Former Charlotte Observer publisher Rolfe Neill, who helped shape the city during some of its biggest boom years and led a Pulitzer-winning newsroom, died Friday at the age of 90.
The Charlotte Observer first reported his death. No cause was given. He was the Observer's publisher for 22 years, until his retirement in 1997. Neill remained active in Charlotte organizations and causes such as Trees Charlotte, as well as serving on national boards such as the Knight Foundation.
Neill was one of the old breed of newspaper workers, who came of age in an era of hot-lead typesetting machines, rumbling presses and clattering typewriters. At UNC-Chapel Hill, he was editor-in-chief of the Daily Tar Heel from 1953-54.
A Mount Airy native, he served two years in the Army after graduating from Chapel Hill and worked at the Franklin Press, a weekly in western North Carolina, before joining the Observer in 1957. After becoming business editor — and making up the entire one-man business department — Neill left in 1961 to work at, and run, newspapers in Florida, New York and Philadelphia.
Neill was named publisher of the Charlotte Observer in 1975. He oversaw the paper for more than two decades, arguably the Observer’s golden age. The paper swelled its staff to a newsroom of more than 250 journalists, acquired and merged with the city’s afternoon daily Charlotte News, and picked up two Pulitzer Prizes for public service. One was for the Observer’s coverage of the devastating effects textile mill workers suffered from “brown lung,” while the other recognized the Observer’s coverage of the devastating collapse of Jim and Tammy Faye Bakker’s PTL ministries, a scandal-plagued televangelism media empire.
Readers got to know Neill through weekly columns. He advocated for greater investments in Charlotte institutions, such as a new performing arts facility, and led a “save the symphony” effort in the early 1990s that helped rescue the Charlotte Symphony from near-insolvency and labor disputes. He didn't hold back his opinions.
“There is no debate about whether we need a new facility,” Neill wrote in a column to drum up support for the new facility. “Ovens Auditorium was never a decent concert hall and is now aged out as a building as well.”
Along the way, Neill built himself into a pillar of the community.

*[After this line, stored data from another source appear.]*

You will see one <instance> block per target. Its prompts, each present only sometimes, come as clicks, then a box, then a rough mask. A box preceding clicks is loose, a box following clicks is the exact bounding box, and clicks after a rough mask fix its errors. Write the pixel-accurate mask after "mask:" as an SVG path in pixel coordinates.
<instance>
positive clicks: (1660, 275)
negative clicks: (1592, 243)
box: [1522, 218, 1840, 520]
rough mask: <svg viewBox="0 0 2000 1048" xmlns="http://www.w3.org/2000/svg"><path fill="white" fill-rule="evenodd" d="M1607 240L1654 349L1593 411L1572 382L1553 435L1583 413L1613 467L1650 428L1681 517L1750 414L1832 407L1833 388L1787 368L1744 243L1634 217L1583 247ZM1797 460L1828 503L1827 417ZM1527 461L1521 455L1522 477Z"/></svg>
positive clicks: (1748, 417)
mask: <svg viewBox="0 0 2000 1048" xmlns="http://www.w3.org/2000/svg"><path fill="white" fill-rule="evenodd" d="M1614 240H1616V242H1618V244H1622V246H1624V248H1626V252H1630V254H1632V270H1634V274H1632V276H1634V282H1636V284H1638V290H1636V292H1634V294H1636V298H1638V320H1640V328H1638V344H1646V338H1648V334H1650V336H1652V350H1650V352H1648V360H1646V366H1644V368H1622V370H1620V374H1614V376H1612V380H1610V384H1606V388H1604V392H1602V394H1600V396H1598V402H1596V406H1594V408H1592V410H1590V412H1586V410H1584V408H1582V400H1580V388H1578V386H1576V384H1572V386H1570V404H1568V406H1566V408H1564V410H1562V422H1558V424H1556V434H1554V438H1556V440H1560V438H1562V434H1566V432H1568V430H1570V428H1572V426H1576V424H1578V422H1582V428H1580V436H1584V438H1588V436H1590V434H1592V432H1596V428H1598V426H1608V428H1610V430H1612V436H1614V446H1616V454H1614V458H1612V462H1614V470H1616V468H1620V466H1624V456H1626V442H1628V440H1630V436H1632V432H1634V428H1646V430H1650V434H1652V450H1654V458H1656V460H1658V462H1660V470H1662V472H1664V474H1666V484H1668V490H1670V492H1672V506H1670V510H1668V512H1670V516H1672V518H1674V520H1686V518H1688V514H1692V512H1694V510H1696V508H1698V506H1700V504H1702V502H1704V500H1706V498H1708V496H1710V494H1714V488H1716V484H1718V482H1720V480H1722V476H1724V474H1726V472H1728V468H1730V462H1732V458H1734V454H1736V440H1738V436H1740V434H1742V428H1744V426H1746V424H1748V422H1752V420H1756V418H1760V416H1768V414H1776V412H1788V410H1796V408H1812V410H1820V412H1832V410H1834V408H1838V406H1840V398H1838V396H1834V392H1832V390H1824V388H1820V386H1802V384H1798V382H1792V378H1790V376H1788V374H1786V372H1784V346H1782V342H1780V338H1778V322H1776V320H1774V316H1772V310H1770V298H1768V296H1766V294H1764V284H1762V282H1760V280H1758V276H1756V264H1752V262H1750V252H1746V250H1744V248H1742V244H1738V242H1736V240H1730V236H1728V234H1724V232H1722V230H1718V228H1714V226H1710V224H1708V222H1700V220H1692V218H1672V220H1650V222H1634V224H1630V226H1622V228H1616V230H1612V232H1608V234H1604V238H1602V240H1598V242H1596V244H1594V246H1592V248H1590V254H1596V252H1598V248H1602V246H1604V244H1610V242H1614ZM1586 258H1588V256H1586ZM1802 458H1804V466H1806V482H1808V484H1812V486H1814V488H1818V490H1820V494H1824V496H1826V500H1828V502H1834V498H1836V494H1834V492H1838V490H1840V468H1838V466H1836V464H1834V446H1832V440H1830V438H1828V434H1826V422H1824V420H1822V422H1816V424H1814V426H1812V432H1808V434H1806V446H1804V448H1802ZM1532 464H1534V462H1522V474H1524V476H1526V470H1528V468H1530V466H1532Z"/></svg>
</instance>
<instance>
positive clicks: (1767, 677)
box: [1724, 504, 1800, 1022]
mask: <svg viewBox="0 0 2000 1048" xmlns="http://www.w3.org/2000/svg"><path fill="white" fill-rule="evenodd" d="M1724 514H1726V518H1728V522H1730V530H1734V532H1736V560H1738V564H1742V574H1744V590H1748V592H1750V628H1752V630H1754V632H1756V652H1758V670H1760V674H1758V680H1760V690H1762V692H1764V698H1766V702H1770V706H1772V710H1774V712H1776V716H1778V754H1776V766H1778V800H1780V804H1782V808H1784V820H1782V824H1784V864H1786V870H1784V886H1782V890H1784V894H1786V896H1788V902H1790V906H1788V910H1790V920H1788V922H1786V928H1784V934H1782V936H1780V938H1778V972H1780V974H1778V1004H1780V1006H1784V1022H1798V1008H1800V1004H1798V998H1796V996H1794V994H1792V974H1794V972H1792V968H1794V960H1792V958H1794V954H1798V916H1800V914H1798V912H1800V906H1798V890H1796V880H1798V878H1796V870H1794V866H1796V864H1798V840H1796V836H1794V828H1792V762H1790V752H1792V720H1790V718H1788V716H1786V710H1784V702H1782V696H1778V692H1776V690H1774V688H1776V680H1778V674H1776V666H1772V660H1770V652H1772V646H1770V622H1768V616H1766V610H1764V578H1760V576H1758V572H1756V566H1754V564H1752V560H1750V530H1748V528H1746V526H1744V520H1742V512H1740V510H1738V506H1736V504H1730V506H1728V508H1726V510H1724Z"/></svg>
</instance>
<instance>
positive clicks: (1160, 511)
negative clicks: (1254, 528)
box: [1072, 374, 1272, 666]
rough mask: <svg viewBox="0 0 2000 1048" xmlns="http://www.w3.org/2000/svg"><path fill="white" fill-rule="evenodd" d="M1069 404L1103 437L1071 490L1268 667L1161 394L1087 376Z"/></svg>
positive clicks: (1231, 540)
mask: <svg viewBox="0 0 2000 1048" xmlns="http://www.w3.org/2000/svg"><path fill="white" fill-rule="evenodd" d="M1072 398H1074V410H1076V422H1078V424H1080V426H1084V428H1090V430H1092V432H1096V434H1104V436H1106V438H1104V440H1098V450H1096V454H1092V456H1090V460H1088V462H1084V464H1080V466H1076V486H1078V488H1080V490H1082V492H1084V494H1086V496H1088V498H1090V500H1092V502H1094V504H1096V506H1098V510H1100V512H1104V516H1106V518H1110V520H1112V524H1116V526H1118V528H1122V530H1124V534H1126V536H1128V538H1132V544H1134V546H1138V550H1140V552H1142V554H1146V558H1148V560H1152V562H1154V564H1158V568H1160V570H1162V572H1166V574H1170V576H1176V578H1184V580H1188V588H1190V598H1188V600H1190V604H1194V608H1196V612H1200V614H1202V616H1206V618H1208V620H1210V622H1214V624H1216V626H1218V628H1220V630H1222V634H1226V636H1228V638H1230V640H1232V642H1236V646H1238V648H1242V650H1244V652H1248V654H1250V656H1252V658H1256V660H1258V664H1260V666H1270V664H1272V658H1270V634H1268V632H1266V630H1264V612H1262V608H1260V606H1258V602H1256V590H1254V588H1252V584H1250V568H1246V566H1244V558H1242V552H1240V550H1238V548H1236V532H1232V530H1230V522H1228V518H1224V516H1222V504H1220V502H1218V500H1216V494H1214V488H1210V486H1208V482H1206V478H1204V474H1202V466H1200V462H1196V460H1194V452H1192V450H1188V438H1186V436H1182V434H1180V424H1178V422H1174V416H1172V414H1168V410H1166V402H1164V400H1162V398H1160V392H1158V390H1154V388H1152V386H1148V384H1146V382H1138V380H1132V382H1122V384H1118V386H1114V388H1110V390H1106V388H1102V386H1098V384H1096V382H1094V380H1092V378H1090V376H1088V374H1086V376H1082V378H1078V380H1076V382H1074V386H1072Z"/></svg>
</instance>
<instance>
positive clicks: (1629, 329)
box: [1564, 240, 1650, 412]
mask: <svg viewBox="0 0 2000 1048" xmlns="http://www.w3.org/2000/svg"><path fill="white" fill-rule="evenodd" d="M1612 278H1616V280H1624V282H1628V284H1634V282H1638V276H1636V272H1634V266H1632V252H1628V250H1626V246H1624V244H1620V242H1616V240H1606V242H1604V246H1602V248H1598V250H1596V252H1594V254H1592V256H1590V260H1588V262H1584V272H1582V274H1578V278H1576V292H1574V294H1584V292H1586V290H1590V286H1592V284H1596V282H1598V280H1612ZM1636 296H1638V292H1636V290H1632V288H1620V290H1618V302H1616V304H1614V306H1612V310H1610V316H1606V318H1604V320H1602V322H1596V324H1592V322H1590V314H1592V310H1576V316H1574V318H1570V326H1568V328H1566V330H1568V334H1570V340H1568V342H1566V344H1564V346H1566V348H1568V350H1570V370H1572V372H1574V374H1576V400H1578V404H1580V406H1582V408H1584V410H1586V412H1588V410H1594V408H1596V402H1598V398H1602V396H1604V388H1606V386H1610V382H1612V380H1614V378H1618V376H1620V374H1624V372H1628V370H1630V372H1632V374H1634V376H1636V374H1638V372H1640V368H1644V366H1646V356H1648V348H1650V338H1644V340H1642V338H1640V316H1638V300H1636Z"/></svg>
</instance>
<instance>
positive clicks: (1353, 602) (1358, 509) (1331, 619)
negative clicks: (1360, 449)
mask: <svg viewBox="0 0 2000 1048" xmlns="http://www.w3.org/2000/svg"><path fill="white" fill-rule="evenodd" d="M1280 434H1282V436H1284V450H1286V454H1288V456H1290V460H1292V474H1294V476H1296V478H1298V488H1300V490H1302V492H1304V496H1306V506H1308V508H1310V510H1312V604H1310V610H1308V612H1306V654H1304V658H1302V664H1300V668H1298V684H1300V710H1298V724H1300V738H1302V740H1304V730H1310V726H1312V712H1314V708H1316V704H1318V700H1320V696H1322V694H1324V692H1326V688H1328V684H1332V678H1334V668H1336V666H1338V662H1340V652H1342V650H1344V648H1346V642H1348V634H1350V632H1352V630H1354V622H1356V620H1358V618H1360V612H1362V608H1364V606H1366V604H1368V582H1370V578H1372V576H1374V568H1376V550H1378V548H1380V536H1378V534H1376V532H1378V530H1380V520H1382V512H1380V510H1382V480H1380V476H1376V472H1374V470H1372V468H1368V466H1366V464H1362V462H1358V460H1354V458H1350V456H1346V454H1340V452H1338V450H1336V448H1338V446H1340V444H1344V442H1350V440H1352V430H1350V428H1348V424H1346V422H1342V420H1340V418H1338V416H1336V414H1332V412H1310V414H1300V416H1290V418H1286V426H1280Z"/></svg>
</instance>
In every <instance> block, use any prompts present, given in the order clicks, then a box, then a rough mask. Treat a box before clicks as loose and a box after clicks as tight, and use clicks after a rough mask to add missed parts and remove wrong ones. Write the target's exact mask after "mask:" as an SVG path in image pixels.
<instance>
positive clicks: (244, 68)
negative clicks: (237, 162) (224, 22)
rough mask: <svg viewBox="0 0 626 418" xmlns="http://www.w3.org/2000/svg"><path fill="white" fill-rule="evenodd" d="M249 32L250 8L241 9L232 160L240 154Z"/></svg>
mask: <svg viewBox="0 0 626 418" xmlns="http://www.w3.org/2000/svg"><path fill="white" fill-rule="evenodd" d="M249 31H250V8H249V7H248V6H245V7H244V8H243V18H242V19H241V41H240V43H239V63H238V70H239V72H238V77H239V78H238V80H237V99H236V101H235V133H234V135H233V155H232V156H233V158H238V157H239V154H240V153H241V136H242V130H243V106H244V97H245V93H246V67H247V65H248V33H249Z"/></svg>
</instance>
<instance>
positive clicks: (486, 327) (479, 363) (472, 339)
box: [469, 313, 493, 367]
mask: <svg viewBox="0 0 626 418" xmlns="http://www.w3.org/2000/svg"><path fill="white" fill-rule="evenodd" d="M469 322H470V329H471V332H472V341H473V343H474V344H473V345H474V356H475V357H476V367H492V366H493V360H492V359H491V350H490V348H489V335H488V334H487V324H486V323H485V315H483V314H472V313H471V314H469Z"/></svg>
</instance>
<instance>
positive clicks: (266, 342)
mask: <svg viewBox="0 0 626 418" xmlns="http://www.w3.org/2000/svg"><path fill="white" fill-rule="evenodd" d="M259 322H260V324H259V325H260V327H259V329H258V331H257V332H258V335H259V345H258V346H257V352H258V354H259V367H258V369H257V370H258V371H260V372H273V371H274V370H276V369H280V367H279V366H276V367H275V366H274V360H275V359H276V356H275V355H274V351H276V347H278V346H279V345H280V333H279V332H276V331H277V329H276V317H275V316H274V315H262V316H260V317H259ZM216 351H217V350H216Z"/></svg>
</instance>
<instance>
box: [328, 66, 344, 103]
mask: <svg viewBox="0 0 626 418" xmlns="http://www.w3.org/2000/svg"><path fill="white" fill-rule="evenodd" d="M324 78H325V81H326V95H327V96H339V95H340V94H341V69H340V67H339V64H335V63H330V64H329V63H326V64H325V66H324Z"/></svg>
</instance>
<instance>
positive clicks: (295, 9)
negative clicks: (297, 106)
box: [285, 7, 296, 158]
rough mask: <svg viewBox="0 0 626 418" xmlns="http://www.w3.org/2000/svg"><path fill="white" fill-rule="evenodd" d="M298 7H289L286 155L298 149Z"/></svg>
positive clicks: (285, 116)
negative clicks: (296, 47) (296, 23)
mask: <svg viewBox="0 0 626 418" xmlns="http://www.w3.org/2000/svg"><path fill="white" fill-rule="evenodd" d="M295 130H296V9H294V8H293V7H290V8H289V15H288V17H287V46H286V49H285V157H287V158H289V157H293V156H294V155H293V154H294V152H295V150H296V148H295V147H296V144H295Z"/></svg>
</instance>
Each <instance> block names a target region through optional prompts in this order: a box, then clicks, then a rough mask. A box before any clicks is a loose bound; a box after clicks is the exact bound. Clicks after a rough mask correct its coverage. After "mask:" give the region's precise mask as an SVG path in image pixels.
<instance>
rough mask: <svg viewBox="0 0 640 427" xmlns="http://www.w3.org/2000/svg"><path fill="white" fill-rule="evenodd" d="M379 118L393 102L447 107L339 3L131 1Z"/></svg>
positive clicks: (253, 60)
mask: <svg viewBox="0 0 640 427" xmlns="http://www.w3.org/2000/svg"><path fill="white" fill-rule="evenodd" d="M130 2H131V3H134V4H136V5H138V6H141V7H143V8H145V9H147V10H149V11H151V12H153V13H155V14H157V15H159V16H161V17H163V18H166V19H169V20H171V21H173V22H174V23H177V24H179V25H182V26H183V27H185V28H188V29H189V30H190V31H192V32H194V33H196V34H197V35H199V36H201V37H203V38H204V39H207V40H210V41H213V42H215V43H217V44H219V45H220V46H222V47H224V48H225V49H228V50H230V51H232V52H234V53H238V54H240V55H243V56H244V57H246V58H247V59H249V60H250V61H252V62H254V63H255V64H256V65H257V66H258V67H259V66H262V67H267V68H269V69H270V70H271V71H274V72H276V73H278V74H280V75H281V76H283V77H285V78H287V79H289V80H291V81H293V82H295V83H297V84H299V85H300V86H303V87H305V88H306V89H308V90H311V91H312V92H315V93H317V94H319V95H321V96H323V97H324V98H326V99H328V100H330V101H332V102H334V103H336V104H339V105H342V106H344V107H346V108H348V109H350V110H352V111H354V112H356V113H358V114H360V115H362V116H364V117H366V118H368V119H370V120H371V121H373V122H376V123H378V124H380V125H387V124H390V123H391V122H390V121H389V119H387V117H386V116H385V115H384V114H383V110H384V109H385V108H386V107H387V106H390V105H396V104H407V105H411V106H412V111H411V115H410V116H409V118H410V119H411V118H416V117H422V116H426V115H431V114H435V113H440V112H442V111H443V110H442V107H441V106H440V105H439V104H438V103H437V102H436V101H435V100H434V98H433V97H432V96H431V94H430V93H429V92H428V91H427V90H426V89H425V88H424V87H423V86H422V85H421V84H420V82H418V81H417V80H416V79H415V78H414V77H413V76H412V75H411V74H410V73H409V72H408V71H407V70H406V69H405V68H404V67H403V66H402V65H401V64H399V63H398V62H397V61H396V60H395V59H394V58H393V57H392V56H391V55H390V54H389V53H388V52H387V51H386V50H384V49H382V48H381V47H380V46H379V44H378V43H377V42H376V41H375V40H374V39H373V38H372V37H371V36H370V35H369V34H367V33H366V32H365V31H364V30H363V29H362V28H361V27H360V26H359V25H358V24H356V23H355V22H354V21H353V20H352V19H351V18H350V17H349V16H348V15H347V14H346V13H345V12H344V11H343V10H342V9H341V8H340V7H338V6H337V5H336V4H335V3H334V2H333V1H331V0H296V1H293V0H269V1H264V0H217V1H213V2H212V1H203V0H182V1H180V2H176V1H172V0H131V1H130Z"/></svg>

Along with business leaders such as Hugh McColl Jr., John Belk, Ed Crutchfield, Bill Lee and John Crosland, Neill was one member of “The Group,” an informal collection of local leaders who met regularly to talk about — and sometimes decide — issues facing Charlotte.
Neill said he balanced his civic activism with journalistic integrity by following a simple rule: The paper always comes first.
“We were not afraid to be caught loving our community,” Neill said in a Business NC profile. “On the other hand, we were never intimidated about addressing the community on sensitive topics that we felt needed talking about or taking a stand on.
“I think that’s one of the reasons the press is in trouble today and has been for many years. It’s afraid to be caught loving its community. It thinks, somehow, that’s a weakness. There’s a difference between being a booster and being someone who shows affection and understanding, and says, ‘Hey, we’re part of the community, too. We want to work and live in, and produce for, that community.’”
Of his board service, he said: “I would say, ‘Y’all need to understand that I will work [as] hard as I can for you,’” Neill says. “‘But if there is a conflict, the paper will come first. And I can’t keep anything out of the paper because I’m on your board.’”
In the decades after his retirement, harsh economic forces whittled away journalism, especially at the local level. The Observer was no exception, as its staff of reporters shrunk from hundreds to dozens. In a 2017 interview with the Daily Tar Heel, Neill emphasized that he was concerned about the state of journalism, and the U.S., as the press faltered.
"I am concerned about democracy without a vigorous, prosperous press to check on it,” said Neill.
But he made clear that he expected the ideals behind the profession to survive, and that he still believed in them.
"If you really want to worship something worthwhile, worship the truth," he said. "That’s all I want on my tombstone: He worshiped the truth.”